Twenty-eight clinical trials were identified. Two trials were included in both groups.
In chemo-endocrine versus endocrine therapy, there were no trials comparing ovarian ablation with and without chemotherapy. Eleven randomised controlled trials (7,301 patients) were identified for chemo-endocrine therapy versus endocrine tamoxifen alone, and 1 trial (408 patients) compared chemotherapy plus MPA with MPA alone.
In chemo-endocrine versus chemotherapy alone, 18 trials (8,965 patients) compared chemotherapy alone with tamoxifen or MPA plus chemotherapy.
In chemo-endocrine versus endocrine therapy alone, 7 of the 11 trials with node-positive tumours reported an advantage in disease-free survival for the combined modality therapy. In the subset of node-negative tumours, 1 trial reported an advantage for the combination. Overall, the results strongly suggested that the addition of standard cytotoxic chemotherapy to tamoxifen is advantageous.

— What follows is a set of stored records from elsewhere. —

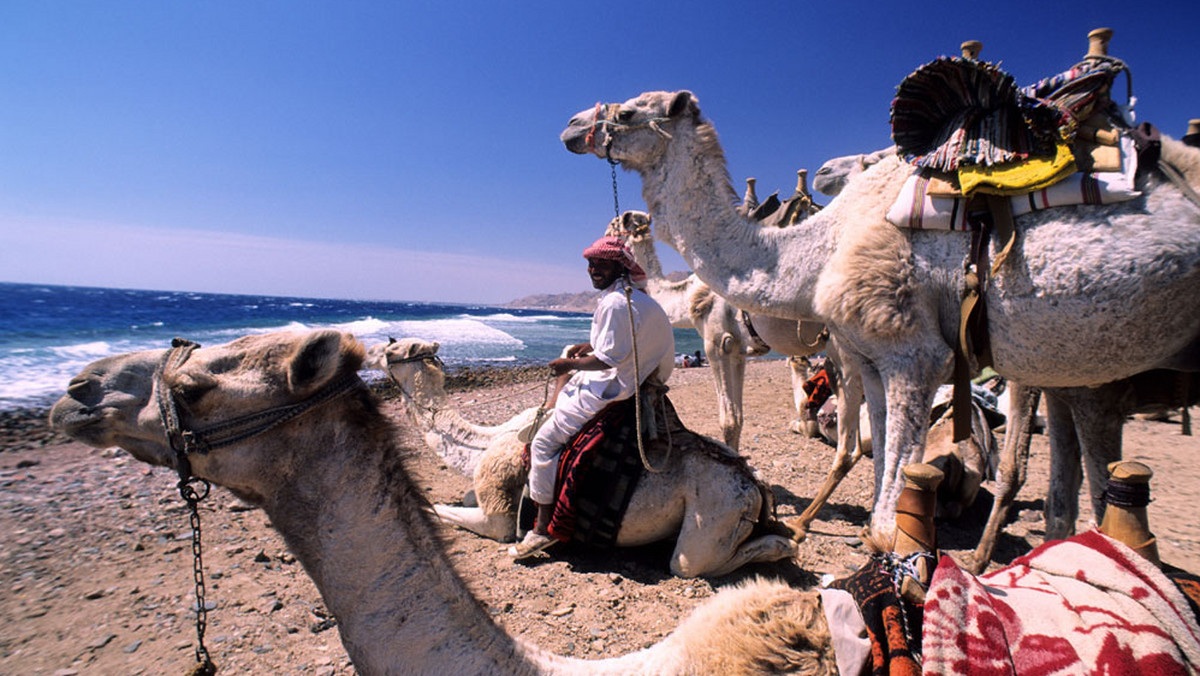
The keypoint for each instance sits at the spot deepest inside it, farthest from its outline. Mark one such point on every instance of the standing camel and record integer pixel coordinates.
(705, 497)
(1084, 423)
(283, 422)
(729, 334)
(891, 297)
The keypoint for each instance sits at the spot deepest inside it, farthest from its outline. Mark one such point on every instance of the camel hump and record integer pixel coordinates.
(1098, 42)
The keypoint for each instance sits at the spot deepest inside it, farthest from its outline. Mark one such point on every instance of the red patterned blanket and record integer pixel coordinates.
(1083, 605)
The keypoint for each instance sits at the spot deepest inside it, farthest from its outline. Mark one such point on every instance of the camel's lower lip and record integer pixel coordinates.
(76, 423)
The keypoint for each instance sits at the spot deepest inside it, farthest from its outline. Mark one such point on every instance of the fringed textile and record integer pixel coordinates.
(894, 648)
(954, 112)
(1083, 605)
(598, 472)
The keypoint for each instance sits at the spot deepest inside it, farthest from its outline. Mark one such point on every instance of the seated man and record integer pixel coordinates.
(599, 372)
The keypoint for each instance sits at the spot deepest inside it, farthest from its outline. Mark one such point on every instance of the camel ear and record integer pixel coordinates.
(628, 221)
(684, 101)
(316, 360)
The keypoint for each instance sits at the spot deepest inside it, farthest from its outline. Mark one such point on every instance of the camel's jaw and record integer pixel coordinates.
(108, 404)
(575, 137)
(93, 425)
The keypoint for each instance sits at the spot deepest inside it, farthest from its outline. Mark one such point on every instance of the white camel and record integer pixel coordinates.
(729, 334)
(1084, 423)
(336, 486)
(283, 422)
(891, 297)
(706, 496)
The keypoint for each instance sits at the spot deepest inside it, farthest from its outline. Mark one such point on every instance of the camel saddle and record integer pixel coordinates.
(979, 139)
(600, 466)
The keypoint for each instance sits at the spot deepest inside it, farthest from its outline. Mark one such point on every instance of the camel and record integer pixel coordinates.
(891, 298)
(336, 486)
(1084, 423)
(706, 496)
(833, 175)
(729, 334)
(309, 444)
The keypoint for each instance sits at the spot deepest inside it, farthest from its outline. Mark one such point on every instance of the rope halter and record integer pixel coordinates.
(605, 117)
(185, 441)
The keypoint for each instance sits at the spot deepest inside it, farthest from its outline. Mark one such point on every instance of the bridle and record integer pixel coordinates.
(185, 441)
(604, 117)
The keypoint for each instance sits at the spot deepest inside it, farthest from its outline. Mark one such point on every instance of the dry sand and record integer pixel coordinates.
(95, 549)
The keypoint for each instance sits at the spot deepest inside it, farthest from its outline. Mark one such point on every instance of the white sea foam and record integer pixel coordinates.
(522, 319)
(83, 351)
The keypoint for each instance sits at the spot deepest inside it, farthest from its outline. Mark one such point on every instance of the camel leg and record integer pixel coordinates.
(1066, 472)
(849, 390)
(1101, 440)
(501, 527)
(910, 380)
(1014, 460)
(729, 364)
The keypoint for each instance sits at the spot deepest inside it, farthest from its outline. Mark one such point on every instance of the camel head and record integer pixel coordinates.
(414, 365)
(635, 132)
(631, 225)
(835, 173)
(219, 394)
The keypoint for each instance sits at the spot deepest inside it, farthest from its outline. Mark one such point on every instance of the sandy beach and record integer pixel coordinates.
(95, 569)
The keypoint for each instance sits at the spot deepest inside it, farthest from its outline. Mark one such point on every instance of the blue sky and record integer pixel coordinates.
(409, 150)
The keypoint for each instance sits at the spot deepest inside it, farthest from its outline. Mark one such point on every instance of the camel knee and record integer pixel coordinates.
(495, 526)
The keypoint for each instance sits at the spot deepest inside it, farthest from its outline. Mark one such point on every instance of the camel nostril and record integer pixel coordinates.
(79, 387)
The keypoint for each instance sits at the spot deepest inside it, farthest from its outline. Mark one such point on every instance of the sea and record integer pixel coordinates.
(49, 333)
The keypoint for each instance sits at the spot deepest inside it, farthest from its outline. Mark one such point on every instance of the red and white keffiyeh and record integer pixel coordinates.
(612, 249)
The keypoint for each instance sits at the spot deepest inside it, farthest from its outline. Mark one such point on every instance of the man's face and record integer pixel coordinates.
(604, 271)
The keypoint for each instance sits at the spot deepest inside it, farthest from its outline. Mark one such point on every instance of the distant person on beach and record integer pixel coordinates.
(598, 372)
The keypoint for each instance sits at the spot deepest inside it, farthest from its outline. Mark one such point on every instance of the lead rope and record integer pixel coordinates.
(204, 665)
(169, 414)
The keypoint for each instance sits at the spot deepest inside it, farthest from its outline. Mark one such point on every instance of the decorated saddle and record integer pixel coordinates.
(1086, 605)
(599, 470)
(969, 130)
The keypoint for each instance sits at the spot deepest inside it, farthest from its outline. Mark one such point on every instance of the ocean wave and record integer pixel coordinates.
(520, 318)
(94, 350)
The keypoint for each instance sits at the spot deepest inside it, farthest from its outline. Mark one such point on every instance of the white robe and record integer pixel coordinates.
(588, 392)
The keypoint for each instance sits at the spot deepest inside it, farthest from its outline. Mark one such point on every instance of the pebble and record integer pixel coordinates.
(100, 641)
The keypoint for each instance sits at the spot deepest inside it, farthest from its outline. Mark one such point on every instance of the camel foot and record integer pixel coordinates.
(799, 530)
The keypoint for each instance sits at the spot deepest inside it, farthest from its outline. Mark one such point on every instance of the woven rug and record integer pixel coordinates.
(598, 473)
(1083, 605)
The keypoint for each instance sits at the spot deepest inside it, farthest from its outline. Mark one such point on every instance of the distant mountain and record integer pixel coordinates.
(583, 301)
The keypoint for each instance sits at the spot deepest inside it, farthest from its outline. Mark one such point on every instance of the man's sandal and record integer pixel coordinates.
(532, 544)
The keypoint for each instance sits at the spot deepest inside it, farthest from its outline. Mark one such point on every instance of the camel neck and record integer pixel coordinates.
(455, 440)
(364, 533)
(693, 202)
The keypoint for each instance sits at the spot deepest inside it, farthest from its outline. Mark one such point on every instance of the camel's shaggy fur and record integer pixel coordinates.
(869, 280)
(339, 489)
(1089, 294)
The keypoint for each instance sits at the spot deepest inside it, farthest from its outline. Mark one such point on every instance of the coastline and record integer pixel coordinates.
(25, 428)
(102, 539)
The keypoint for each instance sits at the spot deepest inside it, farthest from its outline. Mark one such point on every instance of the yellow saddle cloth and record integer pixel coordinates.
(1018, 178)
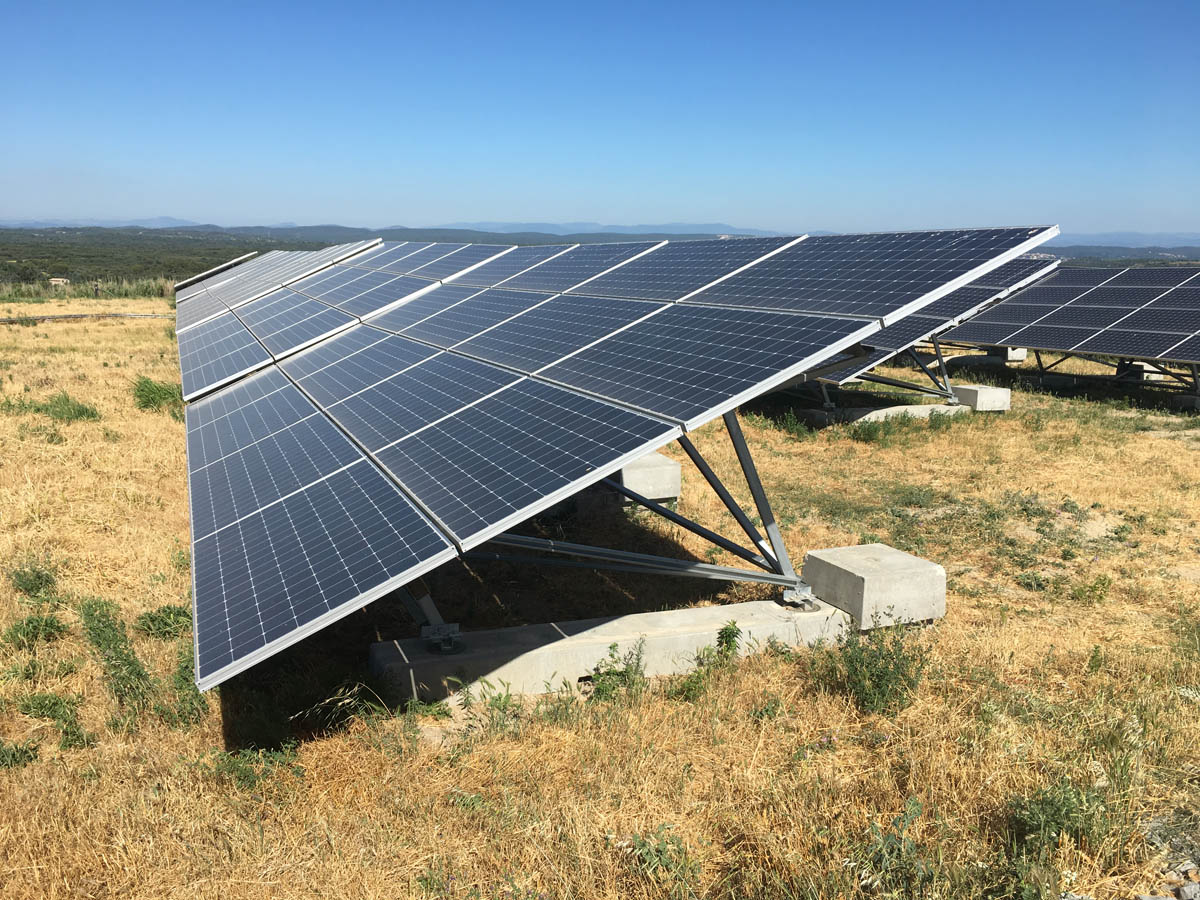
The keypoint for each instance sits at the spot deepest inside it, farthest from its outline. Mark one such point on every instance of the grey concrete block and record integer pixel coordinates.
(875, 582)
(532, 659)
(655, 477)
(983, 399)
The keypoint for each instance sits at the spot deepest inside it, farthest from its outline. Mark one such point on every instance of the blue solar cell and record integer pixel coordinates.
(679, 268)
(550, 331)
(216, 352)
(360, 370)
(1119, 342)
(249, 411)
(286, 321)
(472, 316)
(264, 471)
(269, 580)
(400, 405)
(503, 459)
(687, 361)
(511, 263)
(576, 265)
(450, 265)
(421, 307)
(864, 274)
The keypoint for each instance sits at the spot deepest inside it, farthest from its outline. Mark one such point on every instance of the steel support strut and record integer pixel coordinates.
(773, 556)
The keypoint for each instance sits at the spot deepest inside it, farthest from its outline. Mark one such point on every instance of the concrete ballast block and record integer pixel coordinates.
(655, 477)
(875, 582)
(983, 399)
(531, 659)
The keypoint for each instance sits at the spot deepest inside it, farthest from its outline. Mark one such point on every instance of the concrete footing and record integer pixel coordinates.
(874, 414)
(984, 399)
(877, 585)
(654, 475)
(534, 659)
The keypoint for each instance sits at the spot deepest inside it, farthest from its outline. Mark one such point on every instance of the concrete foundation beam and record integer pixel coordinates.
(874, 414)
(877, 583)
(983, 399)
(533, 659)
(654, 475)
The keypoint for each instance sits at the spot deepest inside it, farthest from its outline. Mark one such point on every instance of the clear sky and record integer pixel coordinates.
(789, 117)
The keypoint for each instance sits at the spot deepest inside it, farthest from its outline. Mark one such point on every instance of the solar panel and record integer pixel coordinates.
(287, 322)
(555, 329)
(359, 367)
(521, 450)
(465, 258)
(687, 361)
(472, 316)
(1134, 313)
(271, 579)
(678, 269)
(421, 307)
(217, 352)
(361, 461)
(576, 265)
(870, 275)
(511, 263)
(421, 394)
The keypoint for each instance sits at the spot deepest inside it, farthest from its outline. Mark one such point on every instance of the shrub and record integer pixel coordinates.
(126, 677)
(162, 396)
(619, 676)
(15, 756)
(166, 622)
(880, 671)
(34, 577)
(61, 407)
(30, 630)
(1036, 822)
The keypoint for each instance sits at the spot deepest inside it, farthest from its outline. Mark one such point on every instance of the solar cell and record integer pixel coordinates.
(465, 258)
(287, 322)
(1156, 276)
(1121, 342)
(472, 316)
(576, 265)
(516, 453)
(400, 405)
(869, 275)
(217, 352)
(250, 411)
(1049, 337)
(505, 267)
(349, 375)
(550, 331)
(688, 361)
(681, 268)
(1080, 276)
(1185, 352)
(421, 307)
(274, 577)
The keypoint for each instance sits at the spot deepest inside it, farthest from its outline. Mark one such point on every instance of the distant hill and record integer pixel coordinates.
(564, 228)
(1111, 255)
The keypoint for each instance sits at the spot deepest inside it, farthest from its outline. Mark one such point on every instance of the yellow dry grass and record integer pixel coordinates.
(549, 805)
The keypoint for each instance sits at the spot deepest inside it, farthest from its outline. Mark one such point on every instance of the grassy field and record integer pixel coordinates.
(1020, 747)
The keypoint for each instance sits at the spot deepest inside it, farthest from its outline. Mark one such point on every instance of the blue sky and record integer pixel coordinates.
(790, 117)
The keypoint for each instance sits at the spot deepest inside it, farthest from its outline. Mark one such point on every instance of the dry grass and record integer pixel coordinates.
(1078, 679)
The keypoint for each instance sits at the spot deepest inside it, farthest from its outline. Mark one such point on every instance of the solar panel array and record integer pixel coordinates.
(415, 409)
(939, 316)
(1151, 313)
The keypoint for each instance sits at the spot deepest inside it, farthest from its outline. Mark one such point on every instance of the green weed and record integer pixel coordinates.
(880, 671)
(24, 635)
(15, 756)
(124, 673)
(167, 622)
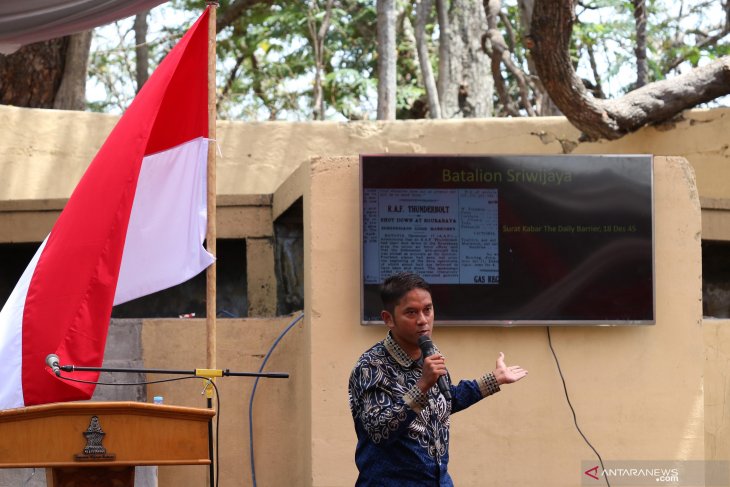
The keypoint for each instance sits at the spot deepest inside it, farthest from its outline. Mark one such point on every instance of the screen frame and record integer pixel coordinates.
(511, 322)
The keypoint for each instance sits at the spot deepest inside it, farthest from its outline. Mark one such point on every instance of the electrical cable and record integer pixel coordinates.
(217, 409)
(575, 419)
(253, 393)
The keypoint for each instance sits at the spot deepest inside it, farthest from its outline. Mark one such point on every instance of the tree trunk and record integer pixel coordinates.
(30, 77)
(552, 25)
(642, 72)
(469, 87)
(141, 49)
(386, 59)
(71, 94)
(424, 60)
(543, 103)
(317, 35)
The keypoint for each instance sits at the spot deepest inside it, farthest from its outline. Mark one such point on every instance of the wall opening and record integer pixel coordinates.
(183, 299)
(289, 257)
(716, 279)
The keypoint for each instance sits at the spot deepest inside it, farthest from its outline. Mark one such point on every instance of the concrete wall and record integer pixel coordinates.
(717, 389)
(637, 391)
(281, 406)
(257, 158)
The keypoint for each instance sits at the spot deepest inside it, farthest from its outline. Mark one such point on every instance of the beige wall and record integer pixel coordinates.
(39, 145)
(637, 391)
(717, 389)
(281, 406)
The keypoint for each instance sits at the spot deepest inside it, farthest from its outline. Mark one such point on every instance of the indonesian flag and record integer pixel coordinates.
(134, 225)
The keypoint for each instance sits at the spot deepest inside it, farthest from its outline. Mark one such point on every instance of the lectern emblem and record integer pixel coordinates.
(94, 450)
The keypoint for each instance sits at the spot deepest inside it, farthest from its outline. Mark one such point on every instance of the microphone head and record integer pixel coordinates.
(425, 344)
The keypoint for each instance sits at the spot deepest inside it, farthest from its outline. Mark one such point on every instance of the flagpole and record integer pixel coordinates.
(210, 296)
(211, 235)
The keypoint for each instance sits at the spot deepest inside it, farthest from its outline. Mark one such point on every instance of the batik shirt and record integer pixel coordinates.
(403, 434)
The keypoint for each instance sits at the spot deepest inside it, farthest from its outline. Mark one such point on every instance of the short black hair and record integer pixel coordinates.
(397, 286)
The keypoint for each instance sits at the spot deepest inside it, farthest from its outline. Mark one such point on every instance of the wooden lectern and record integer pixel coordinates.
(100, 443)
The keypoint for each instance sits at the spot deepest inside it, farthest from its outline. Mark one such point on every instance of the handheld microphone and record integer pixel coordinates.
(52, 362)
(428, 349)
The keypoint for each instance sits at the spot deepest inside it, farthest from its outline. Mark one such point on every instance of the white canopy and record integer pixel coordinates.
(28, 21)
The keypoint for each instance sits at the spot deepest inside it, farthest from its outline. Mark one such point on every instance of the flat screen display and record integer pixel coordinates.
(513, 240)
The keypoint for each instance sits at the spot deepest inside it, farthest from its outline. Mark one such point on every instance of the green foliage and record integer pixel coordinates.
(266, 63)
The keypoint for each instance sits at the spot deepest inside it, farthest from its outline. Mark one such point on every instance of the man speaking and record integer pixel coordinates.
(401, 412)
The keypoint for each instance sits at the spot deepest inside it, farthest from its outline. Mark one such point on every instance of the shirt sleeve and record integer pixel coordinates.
(469, 392)
(383, 409)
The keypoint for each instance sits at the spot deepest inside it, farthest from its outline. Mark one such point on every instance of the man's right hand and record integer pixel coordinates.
(434, 366)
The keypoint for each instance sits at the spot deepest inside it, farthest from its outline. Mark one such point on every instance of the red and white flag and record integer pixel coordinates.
(134, 225)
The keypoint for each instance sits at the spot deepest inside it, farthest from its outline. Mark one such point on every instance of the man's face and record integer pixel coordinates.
(412, 318)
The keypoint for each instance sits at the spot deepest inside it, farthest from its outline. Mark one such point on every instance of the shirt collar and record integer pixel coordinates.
(397, 352)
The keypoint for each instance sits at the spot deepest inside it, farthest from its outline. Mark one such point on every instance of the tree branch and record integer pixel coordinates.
(234, 11)
(611, 119)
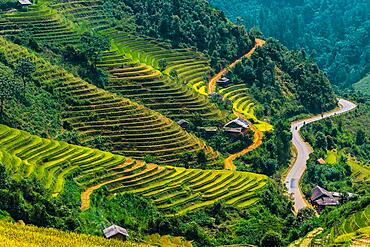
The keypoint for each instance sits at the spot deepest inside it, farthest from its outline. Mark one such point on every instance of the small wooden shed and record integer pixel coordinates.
(183, 123)
(116, 232)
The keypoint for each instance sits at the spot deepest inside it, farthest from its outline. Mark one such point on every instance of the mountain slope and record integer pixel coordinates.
(335, 33)
(126, 125)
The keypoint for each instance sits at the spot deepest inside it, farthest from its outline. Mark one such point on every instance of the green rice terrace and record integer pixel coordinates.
(146, 85)
(117, 113)
(43, 23)
(171, 189)
(242, 104)
(355, 229)
(133, 129)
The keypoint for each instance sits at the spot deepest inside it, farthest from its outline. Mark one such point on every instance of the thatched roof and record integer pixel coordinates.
(114, 230)
(25, 2)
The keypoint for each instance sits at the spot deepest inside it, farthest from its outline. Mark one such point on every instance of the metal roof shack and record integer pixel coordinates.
(320, 197)
(223, 81)
(183, 123)
(116, 232)
(234, 131)
(24, 2)
(209, 129)
(238, 123)
(321, 161)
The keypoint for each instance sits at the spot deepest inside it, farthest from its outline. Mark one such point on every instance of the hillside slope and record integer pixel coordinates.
(126, 125)
(31, 236)
(335, 33)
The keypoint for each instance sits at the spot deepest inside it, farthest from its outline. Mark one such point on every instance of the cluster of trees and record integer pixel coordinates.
(343, 132)
(347, 135)
(13, 82)
(285, 82)
(27, 200)
(185, 23)
(335, 33)
(271, 221)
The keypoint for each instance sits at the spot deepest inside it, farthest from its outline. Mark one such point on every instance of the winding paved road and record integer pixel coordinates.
(304, 150)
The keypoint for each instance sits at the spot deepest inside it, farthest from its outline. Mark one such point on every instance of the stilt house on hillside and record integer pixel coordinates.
(183, 123)
(237, 126)
(320, 198)
(116, 232)
(223, 81)
(24, 2)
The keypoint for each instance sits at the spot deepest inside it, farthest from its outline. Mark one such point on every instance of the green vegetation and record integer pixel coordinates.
(92, 111)
(363, 85)
(144, 84)
(22, 236)
(91, 92)
(335, 33)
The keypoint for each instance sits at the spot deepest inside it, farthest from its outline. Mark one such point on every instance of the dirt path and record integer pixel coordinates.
(85, 195)
(304, 150)
(212, 83)
(257, 141)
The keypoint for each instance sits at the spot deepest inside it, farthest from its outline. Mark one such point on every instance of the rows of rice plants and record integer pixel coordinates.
(17, 235)
(190, 67)
(150, 87)
(88, 13)
(174, 190)
(352, 223)
(41, 22)
(238, 96)
(132, 129)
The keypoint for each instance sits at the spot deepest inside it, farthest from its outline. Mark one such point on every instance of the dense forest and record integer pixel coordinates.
(63, 84)
(184, 23)
(334, 33)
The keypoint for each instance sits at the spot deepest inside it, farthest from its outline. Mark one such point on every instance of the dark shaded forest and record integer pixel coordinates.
(335, 33)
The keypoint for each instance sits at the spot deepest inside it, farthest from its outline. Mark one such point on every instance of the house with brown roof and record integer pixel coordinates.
(24, 2)
(320, 198)
(237, 126)
(116, 232)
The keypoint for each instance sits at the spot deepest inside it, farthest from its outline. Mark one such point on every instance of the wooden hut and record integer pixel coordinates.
(116, 232)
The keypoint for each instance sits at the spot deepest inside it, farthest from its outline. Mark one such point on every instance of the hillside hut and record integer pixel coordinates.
(24, 3)
(183, 123)
(116, 232)
(223, 81)
(238, 126)
(321, 161)
(210, 130)
(234, 131)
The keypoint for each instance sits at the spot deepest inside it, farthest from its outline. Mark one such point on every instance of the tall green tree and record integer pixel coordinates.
(9, 86)
(24, 69)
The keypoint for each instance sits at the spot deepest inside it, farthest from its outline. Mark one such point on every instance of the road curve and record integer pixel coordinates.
(212, 83)
(304, 150)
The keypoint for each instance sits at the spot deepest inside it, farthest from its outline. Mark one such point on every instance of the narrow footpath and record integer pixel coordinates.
(304, 150)
(257, 140)
(212, 83)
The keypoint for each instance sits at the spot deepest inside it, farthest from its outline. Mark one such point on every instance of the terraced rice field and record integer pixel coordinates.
(88, 13)
(191, 67)
(354, 222)
(132, 129)
(242, 104)
(144, 84)
(173, 190)
(30, 236)
(43, 23)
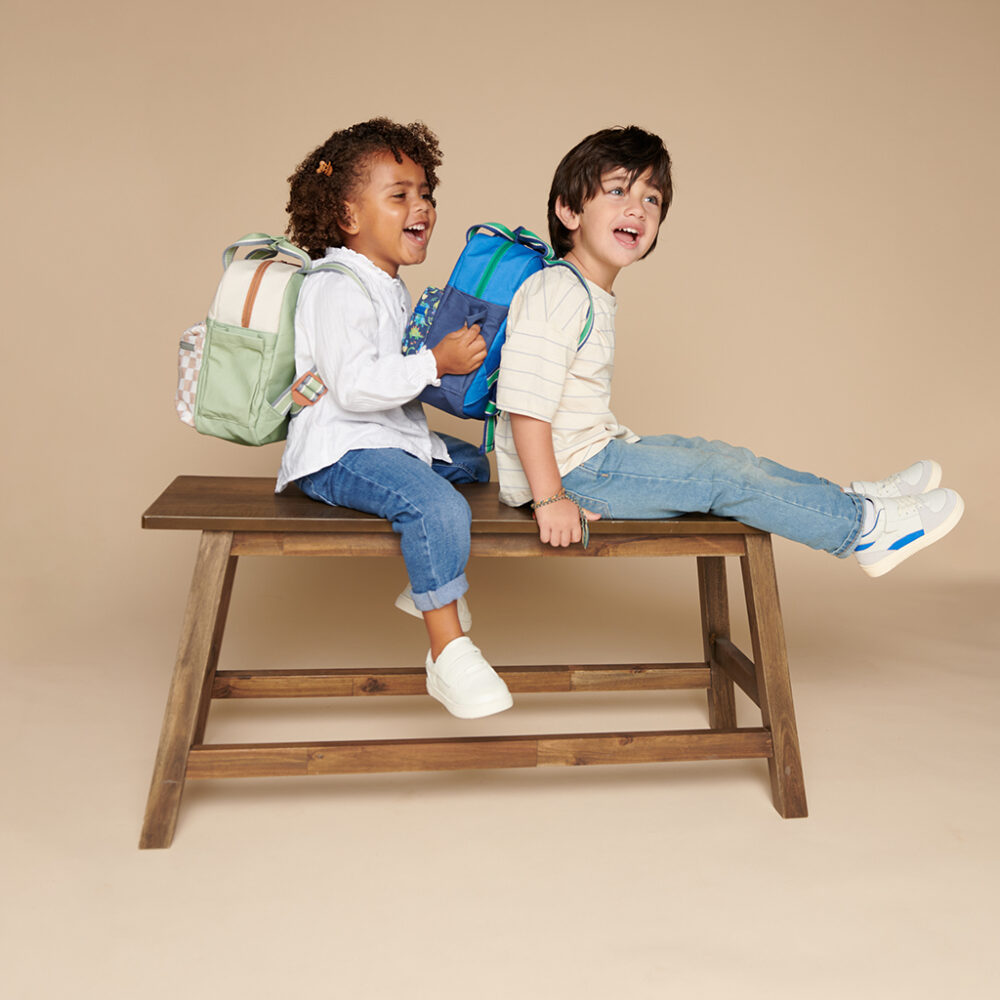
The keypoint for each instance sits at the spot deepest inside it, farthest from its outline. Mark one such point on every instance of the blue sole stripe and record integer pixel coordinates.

In chemo-endocrine versus chemotherapy alone, 13 trials produced no evidence of benefit. However, the subgroups in 3 of them showed evidence of benefit, and 5 trials demonstrated an advantage for the combined therapy.
Two trials evaluated the issue of chemotherapy plus oophorectomy versus chemotherapy alone. No evidence of a benefit was observed.